More than 700 global health leaders and practitioners representing 80 different countries from Afghanistan to Zimbabwe ascended upon Georgetown University's campus on June 14 and 15 to participate in the Child Survival Call to Action Summit. This summit was assembled by the governments of India, Ethiopia, UNICEF and USAID and brought in speakers like the Secretary of State, Hillary Clinton, Eastern Congo Initiative's founder and actor Ben Affleck, health ministers and global health leaders.

But this summit claimed it was doing more than just getting heads together to talk about the issues we already know exists. This was a call to action: the call was for the private-sector, civil society and faith-based organizations to gather together and create achievable global efforts and goals that would reduce the deaths of children from preventable causes. “We have the tools, the treatments, and the technology to save millions of lives every year, and there is no excuse not to use them,” said UNICEF Executive Director Anthony Lake. According to UNICEF, the Child Survival Call to Action challenges the world to make specific plans to reduce child mortality to below 20 child deaths per 1,000 live births in every country by 2035 and did so by focusing on five key areas: high burden populations, high impact solutions, providing education for women and girls, establishing shared goals and increasing efforts in high impact nations.
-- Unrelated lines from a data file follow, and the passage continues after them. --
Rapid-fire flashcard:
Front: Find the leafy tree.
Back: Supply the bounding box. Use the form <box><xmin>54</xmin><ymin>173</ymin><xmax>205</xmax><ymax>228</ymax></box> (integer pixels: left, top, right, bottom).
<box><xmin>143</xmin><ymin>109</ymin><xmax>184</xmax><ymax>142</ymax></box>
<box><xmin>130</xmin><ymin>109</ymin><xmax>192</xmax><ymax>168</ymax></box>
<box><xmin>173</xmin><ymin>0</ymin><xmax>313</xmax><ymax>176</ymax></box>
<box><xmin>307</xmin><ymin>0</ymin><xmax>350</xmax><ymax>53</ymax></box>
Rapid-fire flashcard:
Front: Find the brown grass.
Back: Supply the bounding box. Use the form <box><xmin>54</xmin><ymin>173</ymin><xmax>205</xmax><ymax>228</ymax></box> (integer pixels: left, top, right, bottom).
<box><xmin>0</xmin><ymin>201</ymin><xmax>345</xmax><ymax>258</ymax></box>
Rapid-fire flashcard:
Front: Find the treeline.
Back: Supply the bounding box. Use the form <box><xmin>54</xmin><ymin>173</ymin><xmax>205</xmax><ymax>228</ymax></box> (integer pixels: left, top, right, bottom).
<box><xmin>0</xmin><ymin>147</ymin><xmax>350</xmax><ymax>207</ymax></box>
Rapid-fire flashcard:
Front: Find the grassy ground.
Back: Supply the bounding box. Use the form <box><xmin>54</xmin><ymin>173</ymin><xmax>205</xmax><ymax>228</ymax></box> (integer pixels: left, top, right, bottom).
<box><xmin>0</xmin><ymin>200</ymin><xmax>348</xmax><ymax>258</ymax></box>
The latest figures published by the World Health Organization (WHO) this year, estimate that more than 7 million children will die from preventable causes before they are to celebrate their fifth birthday. Of these 7 million children, more than half of these deaths are due to “conditions that could be prevented or treated with access to simple, affordable interventions.” The leading causes of death for children under five are pneumonia, diarrhea, birth asphyxia and malaria. Additionally, approximately one-third of childhood deaths are connected to malnutrition.

Secretary of State Hillary Clinton gave the keynote address the first day of the conference. In relation to these astounding statistics, she addressed this issue in one of the world's hardest-hit places-- Sub-Saharan Africa: “A child born in sub-Saharan Africa is seven times more likely to die than one born here in the US. Child mortality rates are coming down, but too slowly.” She continued, “We can’t wait a hundred years for a child from Pakistan or Nigeria to have the same chance at life as a child in the United States or Europe. None of us want to live in a world where a child’s life comes down to the luck of the draw.”

At the end of Secretary Clinton's remarks, she reminded us that in the twentieth century our world came together and ended smallpox. Furthermore, we are close to eradicating polio, with Health Minister Azad of India reporting at the summit that India has not had a case of polio in the last 17 months. “If we meet the goal we are committing to today,” Clinton closed with, “if we make sure that every child everywhere has the same chance to reach his or her fifth birthday, then we will have added another story to the short list of the greatest things people have ever done for one another.”

So, did this conference achieve the goals it set out to? The energy, commitment and excitement as people left the last day of the conference sure felt like it. Of course only time will tell, but we can't rely on governments and agencies to do all the work. Everyone can and should be involved. To find out more information and to stay up-to-date with these efforts visit and make this pledge too!  As UNICEF Deputy Executive Director Gupta remarked as she ended the summit: “That is our call to action, working together, each and every one, to bring about an unprecedented reduction in preventable child deaths, to renew the promise to give every child the best possible chance to survive.” Let us work together to make preventable childhood deaths a thing of the past.